HEALTH OUTCOME INDICATORS

As per the latest National Family Health Survey (NFHS)-5, social indicators such as total fertility rate, sex ratio, and health outcome indicators viz., infant mortality rate, under-five mortality rate, institutional birth rates have improved over the year 2015-16.

CHILD HEALTH INDICATORS
  • All child nutrition indicators have also improved at all Indian levels. Under Five Mortality Rate (U5MR) has declined from 49.7 in 2015-16 to 41.9 in 2019-21. Infant Mortality Rate (IMR) has declined from 40.7 per 1000 live births in 2015-16 to 35.2 per 1000 live births in 2019-21.
  • Stunting has declined from 38 percent in 2015-16 to 36 percent in 2019-21. Wasting has also declined from 21 percent in 2015-16 to 19 percent in 2019-21. And, underweight declined from 36 percent in 2015-16 to 32 percent in 2019-21.
LIFE EXPECTANCY
  • Life expectancy at birth was 69.4 years for the period 2014-18; it has increased by 0.4 years from 2013-17. It varies widely across states; ranging from the lowest at 65.2 years in Chhattisgarh to the highest at 75.3 years in Kerala and Delhi. It is higher in urban areas (72.6 years) than in rural areas (68.0 years).

DRINKING WATER AND SANITATION

JAL JEEVAN MISSION (JJM)
  • In 2019, out of about 18.93 crore families in rural areas, about 3.23 crore (17 percent) rural families had tap water connections in their homes. As of 2 January 2022, 5,51,93,885 households have been provided with a tap water supply since the start of the mission.
  • Six states/ Uts have achieved the coveted status of 100 percent households with tap water supply, namely Goa, Telangana, A & N Islands, Puducherry, Dadra, Nagar Haveli, Daman and Diu, and Haryana.
SWACHH BHARAT MISSION (GRAMEEN) [SBM-G]
  • During 2021-22 (as of 25.10.2021) a total of 7.16 lakh Individual household latrines for new emerging households and 19,061 Community Sanitary Complexes have been constructed. Also, 2,194 villages have been declared as ODF Plus.
  • As per the recently released findings of the fifth round of the National Family Health Survey, 2019-21 (NFHS-5), the population living in households that use an improved sanitation facility has increased from 48.5 percent in 2015-16 to 70.2 percent in 2019-21.
ELECTRICITY AND CLEAN COOKING FUEL
  • As per NFHS-5, 58.6 percent of households were using clean fuel for cooking in 2019-21, a significant increase from 43.8 percent in 2015-16.

RURAL DEVELOPMENT

PRADHAN MANTRI AWAAS YOJANA-GRAMIN (PMAY-G)
  • In the first phase from 2016-17 to 2018-19, one crore houses were taken up. Under phase II, assistance is being provided for the construction of the remaining 1.95 crore houses from 2019-20 to 2021-22.
  • As of 18th January 2022, 2.17 crore houses have been sanctioned and 1.69 crore houses completed against a target of 2.63 crore houses till 2021-22.

PRADHAN MANTRI GRAM SADAK YOJANA (PMGSY)

  • As of 18.01.2022, a total of 1,82,506 roads measuring 7,82,844 km and 9,456 Long Span Bridges (LSBs) have been sanctioned and 1,66,798 roads measuring 6,84,994 km and 6,404 LSBs have been completed.
  • World Bank (2019) in an evaluation of the scheme found that PMGSY roads had a positive impact on human capital formation in rural India.

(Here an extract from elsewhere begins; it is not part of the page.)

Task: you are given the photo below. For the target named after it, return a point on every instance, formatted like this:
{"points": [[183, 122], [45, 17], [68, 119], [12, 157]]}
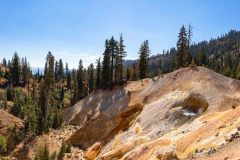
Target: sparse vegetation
{"points": [[3, 144], [42, 153]]}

MULTIDIMENSIONAL POVERTY (MPI)

  • Using the NFHS-4 (2015-16) report, in line with the global Multidimensional Poverty Index (MPI), NITI Aayog prepared Multidimensional Poverty Index at the national, for all states and districts of India.
  • It will enable measuring deprivation across twelve indicators at the national, state, and districts level. In 2015-16, 25 percent of households were found to be multidimensional poor in India.
  • Among states, Bihar had the largest (51.91%) multidimensional poor households, followed by Jharkhand (42.16%), Uttar Pradesh (37.79%), Madhya Pradesh (36.65%), Assam (32.67%), and Rajasthan (39.46%).
  • Since the MPI index is based on NFHS-4 data of 2014-15, it may serve as the baseline for measuring deprivation in future studies.